I text Lettie, because there’s no way she and Richard would put up with this sort of bullshit. Are they here? In what quadrant? Could they issue a specific cry, maybe holler my name?
Airbnb! she texts back. Headed to Morley’s for clams and bloodies. Where r u?
Oh Jesus, right. People made plans. People thought ahead. I think it’s best not to mention this to James, because that’s something I could have been doing while he drove, securing our safe, private, cozy lodging and making dinner rezzies and otherwise running advance recon for this sweet adventure of ours.

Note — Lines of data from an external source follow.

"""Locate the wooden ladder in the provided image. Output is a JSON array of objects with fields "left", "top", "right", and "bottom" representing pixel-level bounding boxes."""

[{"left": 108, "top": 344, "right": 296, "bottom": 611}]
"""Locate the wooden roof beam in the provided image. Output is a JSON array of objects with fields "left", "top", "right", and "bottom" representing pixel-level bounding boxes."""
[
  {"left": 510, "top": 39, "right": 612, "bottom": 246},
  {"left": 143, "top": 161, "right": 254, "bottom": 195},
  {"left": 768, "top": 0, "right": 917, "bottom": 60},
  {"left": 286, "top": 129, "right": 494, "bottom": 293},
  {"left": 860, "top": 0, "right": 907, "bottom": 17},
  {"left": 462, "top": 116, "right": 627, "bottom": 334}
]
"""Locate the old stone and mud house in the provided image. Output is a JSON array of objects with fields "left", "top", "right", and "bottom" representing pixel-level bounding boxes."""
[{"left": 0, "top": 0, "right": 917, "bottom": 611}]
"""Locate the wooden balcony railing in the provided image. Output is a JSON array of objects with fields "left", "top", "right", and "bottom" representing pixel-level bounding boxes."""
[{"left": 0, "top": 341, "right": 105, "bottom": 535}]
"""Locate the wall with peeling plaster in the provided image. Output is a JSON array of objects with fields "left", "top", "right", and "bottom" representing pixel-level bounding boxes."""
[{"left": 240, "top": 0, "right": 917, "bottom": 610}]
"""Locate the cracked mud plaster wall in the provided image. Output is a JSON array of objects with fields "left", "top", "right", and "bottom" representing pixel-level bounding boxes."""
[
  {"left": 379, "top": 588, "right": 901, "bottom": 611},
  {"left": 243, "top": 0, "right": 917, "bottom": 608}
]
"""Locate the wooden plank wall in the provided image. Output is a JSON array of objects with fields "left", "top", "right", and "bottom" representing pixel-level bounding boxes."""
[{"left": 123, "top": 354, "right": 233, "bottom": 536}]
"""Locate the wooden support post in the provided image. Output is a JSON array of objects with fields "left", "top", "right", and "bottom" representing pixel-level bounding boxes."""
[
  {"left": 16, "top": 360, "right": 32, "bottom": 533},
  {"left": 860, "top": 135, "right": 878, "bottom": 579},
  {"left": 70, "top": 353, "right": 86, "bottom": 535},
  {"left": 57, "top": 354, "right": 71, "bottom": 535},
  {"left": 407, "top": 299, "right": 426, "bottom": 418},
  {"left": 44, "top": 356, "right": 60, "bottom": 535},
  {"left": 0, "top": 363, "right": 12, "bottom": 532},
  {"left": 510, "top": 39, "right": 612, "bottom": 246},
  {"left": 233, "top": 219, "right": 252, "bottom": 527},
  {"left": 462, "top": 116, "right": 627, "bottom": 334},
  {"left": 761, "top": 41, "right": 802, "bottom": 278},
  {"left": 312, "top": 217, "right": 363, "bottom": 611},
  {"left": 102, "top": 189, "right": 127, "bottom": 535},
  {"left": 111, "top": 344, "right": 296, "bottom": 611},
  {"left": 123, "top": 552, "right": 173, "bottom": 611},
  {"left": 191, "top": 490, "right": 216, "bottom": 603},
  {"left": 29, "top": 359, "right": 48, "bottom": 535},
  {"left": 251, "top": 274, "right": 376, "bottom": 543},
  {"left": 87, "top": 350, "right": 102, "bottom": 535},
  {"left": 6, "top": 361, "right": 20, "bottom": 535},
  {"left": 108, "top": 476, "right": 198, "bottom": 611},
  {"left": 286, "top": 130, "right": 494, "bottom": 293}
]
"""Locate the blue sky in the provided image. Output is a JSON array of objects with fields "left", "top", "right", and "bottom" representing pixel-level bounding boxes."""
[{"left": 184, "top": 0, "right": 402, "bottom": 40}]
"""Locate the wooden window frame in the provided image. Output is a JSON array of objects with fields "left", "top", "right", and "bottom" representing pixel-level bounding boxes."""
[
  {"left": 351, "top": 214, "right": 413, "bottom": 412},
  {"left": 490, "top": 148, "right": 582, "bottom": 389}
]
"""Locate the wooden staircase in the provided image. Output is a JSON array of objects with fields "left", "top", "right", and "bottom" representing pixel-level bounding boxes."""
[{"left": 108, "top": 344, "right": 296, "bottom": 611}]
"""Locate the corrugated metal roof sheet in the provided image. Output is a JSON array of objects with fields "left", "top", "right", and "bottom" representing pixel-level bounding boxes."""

James has curled up on the cot, and he’s staring into space. He looks tired. His color is James-like, which is never so great. I’m not sure how to monitor a change. I worry that he’s parked for good now, that the powerful laws of the late afternoon, which seem to visit men of a certain age, will be pulling him down into some bottomless, mood-darkening sleep, from which he will wake crankily, trumpeting his exhaustion, denying that he ever slept.
“Are you going to be napping?” I ask him, as neutrally as I can. “Because…”
“No, I’m not going to be napping. Are you kidding me? Here?” He has a way of shouting in a whisper. It’s his evacuation shelter whisper, I guess, although it has caught the attention of certain of our neighbors, who might want to scooch their cots somewhere else, come to think about it.
Yes, I want to assure them. We will be like this all night, whispering our special brand of kindness at each other, so pull up a chair and put your heads in our asses. That’s where the view is best. Perhaps that’s one way to secure our area and erect a kind of privacy barrier.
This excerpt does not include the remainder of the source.